Jennings thinks having a team based here would be "great for the league." He also said he wouldn't rule out signing with a London team, although Jennings is 30 and the word around the league is a London franchise wouldn't happen until at least 2020, the year the current collective bargaining agreement expires.

"I think it could happen," Jennings said Thursday. "But the travel, that's the challenge. Being here all week is good for us this week because it's Thursday and guys are still trying to acclimate themselves to the time change. And then the long plane ride. You think it doesn't affect you until you try to do your normal everyday routine, like lifting weights. The weights feel a little heavier because your body is a little weaker and different things like that."

The problems of putting a team here permanently don't end with travel issues. There are higher taxes, a different currency, labor laws that wouldn't permit drafting players, a likely fight from the NFL Players Association and whether the team would be an expansion team or an existing franchise. And those are just a few of the hurdles.

Vikings union representative Chad Greenway wondered how the currency exchange rate — one British pound is worth $1.61 in U.S. dollars — would be handled when it comes to compensating players.

"I think it would be difficult working within a salary cap system to have a team here," he said. "I'd think it would be harder bringing in free agents."

Travel, however, seems to be the No. 1 objection. Especially for players who have made the trip and played in the game. There has been a regular-season game played here every year since 2007, and this year there are two games. The second one is the 49ers vs. Jaguars on Oct. 27.

Rams defensive end Chris Long, whose team played in this game last year, told ESPN that playing for a London team "would be like punishment" and that making anyone travel from London to the U.S. 10 times a year would be "ludicrous."

One option would be having the London team stay on the road for multiple weeks if, say, it had more than one West Coast team on its schedule. Of course, to a lot of players, that wouldn't be any more attractive than the alternative.

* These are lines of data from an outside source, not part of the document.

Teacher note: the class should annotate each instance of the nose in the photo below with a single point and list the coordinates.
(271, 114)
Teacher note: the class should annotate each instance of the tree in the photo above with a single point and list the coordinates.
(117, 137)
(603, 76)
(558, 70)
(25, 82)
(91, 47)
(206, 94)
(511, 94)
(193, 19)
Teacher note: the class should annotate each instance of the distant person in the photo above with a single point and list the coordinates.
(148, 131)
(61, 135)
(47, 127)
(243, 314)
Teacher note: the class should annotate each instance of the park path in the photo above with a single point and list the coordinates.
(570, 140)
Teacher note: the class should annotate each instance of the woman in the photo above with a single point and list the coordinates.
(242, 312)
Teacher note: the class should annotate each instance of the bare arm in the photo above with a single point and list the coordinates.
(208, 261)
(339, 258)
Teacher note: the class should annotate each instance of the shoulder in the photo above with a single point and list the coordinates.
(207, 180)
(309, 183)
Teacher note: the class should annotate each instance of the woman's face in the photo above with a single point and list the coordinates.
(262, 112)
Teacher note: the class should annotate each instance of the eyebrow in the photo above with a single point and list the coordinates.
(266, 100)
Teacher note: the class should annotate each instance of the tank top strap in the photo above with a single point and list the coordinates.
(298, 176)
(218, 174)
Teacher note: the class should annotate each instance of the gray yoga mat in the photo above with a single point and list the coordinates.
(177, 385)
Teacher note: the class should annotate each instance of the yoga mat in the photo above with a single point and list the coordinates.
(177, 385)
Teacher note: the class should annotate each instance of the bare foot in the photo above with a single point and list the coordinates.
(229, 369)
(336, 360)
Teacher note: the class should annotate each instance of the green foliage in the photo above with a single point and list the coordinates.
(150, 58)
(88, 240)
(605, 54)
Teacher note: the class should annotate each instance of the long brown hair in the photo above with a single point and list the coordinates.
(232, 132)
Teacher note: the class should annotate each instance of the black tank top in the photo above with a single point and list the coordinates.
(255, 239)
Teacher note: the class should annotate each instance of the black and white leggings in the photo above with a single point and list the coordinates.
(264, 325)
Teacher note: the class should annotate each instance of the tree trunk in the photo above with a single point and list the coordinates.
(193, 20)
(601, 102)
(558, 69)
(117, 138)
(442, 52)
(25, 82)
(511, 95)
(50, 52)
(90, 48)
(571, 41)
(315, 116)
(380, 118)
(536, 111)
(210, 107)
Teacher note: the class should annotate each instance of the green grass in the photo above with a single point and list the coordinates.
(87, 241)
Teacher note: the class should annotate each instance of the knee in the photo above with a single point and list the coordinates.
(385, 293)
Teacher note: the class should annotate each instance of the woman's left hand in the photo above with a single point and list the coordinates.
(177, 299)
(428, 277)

Tomorrow's players had better get used to the idea, though. The NFL, Goodell in particular, is determined to "grow the game" — and the multibillion-dollar Golden Goose — overseas. And London is the target the NFL has been aiming at for years.

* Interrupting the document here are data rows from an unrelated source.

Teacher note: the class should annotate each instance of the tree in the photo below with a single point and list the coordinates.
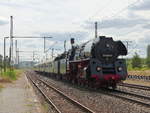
(148, 51)
(136, 61)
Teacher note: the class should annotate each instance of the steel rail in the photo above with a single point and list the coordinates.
(45, 96)
(88, 110)
(135, 86)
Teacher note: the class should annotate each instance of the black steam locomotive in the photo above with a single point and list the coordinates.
(94, 63)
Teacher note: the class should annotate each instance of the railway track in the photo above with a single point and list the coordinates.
(59, 97)
(135, 86)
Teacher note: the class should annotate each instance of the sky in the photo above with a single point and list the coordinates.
(125, 20)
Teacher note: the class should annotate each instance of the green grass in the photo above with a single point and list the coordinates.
(1, 87)
(11, 75)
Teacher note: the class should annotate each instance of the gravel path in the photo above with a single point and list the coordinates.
(18, 97)
(97, 101)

Goodell needs more players in his corner like Vikings rookie receiver Cordarrelle Patterson.

"I would like it," Patterson said. "You know, in the U.S., you get bored sometimes. I kind of like it over here. It would be great to have a team over here. I'd love to play here. It would be a great team to play for."

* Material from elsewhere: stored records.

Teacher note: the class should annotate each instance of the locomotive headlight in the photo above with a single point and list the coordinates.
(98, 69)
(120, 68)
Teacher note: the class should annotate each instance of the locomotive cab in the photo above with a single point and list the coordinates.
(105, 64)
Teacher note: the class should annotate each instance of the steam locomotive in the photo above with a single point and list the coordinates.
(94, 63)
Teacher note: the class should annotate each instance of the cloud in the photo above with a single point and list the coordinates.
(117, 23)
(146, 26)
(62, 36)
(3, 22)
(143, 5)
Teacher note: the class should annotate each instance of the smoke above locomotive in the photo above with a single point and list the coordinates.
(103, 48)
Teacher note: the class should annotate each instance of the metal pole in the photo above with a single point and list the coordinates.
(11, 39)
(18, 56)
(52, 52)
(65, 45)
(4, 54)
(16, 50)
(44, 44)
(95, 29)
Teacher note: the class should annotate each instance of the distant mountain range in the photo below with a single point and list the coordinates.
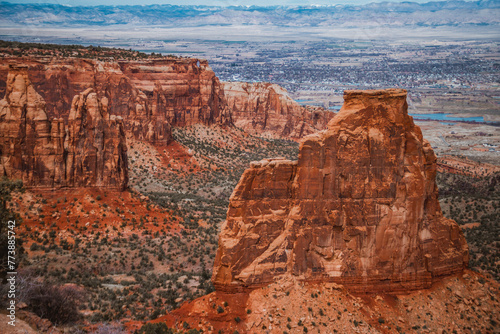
(441, 13)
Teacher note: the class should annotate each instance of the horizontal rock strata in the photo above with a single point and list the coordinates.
(266, 109)
(90, 151)
(359, 207)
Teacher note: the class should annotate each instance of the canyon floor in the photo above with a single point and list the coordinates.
(142, 253)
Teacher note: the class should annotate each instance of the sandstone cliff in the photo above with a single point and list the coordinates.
(359, 207)
(267, 109)
(90, 151)
(151, 95)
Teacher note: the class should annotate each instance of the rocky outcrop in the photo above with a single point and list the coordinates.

That's not a view shared by Vikings defensive end Jared Allen. He didn't come out quite as strong as Long did. But he did make it clear this week that he wouldn't be in favor of playing full-time over here.

"I think the fan base could sustain it," Allen said. "But it's a lot to ask for a player. Personally speaking, I probably wouldn't sign over here because of the fact that every road trip is going to be three, four, five days away from your family. And then you start thinking about productivity and, 'OK, now we're going to play a West Coast game, and you've got an 11-hour plane ride.'

"Logistically, it's tough on players and family members and stuff like that, but obviously, it'd be fun as an experience, getting to hang out in Europe. But when you're looking at a minimum of a six-hour flight every road trip, I don't know."